Ehab Azmy, head of the National Air Navigation Services Company, told The Associated Press news agency on Monday that in the minutes before the plane disappeared it was flying at its normal altitude of 37,000 feet, according to the radar reading.

He says, "that fact degrades what the Greeks are saying about aircraft suddenly losing altitude before it vanished from radar".

According to Greece's defence minister Panos Kammenos, the plane swerved and dropped to 10,000 feet before it fell off radar. 

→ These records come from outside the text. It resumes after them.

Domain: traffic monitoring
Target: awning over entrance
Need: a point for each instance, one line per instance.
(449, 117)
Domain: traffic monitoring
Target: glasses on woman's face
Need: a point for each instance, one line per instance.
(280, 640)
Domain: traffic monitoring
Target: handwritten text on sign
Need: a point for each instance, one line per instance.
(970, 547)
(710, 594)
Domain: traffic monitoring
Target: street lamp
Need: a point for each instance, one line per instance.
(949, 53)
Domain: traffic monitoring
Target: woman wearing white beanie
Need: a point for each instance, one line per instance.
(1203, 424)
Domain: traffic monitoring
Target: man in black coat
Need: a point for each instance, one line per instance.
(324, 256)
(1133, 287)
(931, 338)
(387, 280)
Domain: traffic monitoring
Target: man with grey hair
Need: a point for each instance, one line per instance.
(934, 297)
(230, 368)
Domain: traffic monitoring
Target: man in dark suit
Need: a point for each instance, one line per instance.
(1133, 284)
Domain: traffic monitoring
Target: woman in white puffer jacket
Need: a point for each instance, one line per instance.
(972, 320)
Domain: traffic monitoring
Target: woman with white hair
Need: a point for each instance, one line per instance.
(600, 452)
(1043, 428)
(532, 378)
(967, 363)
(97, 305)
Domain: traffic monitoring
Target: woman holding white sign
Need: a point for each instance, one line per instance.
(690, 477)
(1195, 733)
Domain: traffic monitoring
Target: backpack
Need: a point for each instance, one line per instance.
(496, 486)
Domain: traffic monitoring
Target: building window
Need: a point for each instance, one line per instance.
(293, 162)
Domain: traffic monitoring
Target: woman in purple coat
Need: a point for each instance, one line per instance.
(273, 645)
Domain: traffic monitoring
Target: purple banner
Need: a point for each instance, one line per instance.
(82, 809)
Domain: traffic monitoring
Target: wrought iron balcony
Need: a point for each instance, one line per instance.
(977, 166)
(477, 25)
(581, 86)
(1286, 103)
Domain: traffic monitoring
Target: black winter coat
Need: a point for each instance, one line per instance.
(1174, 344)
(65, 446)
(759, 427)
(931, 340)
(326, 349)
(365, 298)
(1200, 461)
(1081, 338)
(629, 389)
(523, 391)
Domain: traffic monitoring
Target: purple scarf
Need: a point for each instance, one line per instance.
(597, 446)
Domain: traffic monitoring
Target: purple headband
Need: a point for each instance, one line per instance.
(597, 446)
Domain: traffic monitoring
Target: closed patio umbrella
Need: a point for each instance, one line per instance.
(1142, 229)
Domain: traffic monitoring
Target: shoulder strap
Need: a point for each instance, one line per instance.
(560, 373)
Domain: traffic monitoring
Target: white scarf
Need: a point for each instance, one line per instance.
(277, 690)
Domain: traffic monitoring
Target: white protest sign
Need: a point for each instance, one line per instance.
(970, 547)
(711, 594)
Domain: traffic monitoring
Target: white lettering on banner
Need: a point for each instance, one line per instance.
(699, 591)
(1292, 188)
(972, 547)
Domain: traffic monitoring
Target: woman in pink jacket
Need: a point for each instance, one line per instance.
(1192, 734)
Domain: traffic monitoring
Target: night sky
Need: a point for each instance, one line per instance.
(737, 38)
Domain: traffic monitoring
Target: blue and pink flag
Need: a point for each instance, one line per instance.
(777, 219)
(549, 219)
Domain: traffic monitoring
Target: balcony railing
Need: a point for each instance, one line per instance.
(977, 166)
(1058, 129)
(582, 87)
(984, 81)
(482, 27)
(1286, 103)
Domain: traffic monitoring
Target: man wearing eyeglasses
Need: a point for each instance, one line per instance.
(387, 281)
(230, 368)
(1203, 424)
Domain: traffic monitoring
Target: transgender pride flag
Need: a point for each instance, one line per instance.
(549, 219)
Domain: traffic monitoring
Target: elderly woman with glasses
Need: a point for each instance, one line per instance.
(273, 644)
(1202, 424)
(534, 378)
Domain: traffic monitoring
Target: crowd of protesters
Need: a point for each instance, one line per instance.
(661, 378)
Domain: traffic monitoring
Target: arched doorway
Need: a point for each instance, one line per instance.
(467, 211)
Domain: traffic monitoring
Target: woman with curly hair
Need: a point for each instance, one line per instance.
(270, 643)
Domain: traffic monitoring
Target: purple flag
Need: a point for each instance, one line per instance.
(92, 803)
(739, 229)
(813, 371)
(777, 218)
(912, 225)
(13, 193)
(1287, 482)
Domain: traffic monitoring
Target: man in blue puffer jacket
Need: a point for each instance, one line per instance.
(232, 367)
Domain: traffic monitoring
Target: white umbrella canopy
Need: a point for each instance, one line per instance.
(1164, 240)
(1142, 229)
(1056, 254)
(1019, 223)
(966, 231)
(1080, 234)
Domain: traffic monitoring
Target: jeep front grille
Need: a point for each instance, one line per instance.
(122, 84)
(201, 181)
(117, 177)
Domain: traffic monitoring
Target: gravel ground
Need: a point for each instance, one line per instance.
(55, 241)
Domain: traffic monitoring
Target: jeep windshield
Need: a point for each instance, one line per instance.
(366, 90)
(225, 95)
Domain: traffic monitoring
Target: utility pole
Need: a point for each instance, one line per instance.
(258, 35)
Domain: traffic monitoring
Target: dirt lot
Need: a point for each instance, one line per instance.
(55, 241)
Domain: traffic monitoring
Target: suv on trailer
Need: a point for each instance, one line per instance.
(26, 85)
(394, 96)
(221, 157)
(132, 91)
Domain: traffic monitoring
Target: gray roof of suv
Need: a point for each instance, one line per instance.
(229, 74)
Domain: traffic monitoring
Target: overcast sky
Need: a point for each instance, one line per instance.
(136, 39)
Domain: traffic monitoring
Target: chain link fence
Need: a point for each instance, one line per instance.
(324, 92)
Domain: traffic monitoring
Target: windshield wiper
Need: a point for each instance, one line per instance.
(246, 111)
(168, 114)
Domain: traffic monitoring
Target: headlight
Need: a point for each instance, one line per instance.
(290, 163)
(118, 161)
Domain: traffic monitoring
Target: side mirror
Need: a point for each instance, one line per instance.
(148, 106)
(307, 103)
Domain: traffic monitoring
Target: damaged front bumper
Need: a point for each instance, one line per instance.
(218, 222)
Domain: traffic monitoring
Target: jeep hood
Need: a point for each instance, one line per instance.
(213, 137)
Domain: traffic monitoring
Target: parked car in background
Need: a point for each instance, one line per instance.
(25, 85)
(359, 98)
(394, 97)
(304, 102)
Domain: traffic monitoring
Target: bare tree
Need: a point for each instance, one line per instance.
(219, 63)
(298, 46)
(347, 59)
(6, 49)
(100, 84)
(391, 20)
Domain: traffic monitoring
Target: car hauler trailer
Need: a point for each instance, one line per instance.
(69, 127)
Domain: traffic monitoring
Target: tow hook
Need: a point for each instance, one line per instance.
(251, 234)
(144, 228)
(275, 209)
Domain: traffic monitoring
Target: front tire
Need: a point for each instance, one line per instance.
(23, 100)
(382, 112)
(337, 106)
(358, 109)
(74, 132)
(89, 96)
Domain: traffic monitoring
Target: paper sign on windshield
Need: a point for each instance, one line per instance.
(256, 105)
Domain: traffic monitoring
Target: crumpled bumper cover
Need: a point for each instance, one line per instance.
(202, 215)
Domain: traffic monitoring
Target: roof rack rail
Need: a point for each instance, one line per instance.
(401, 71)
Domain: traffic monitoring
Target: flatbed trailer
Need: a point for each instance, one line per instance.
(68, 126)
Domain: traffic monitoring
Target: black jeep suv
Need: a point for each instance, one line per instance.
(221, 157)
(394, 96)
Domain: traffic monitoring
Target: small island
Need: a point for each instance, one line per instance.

Greek civil aviation authorities say all appeared fine with the flight until air traffic controllers were to hand it over to their Egyptian counterparts. 

Meanwhile the search for the plane, which crashed with 66 aboard on Thursday, continues, with French navy ships arriving in the Mediterranean Sea on Monday. 

Furhtermore, teams searching for the black box flight recorders have been facing technical constraints.

Air crash investigation experts say the search teams scouring 17,000 square km of sea north of the Egyptian port city of Alexandria have around 30 days to listen for pings sent out once every second from beacons attached to the two black boxes until the batteries die.

At this stage of the search, they would typically use acoustic hydrophones, bringing in more advanced robots later to scan the seabed and retrieve any objects once they have been found.

French investigators say the Egyptian jet sent warnings indicating that smoke was detected on board, Aljazeera reports. The signals did not indicate what caused the smoke, and aviation experts have not ruled out deliberate sabotage or a technical fault.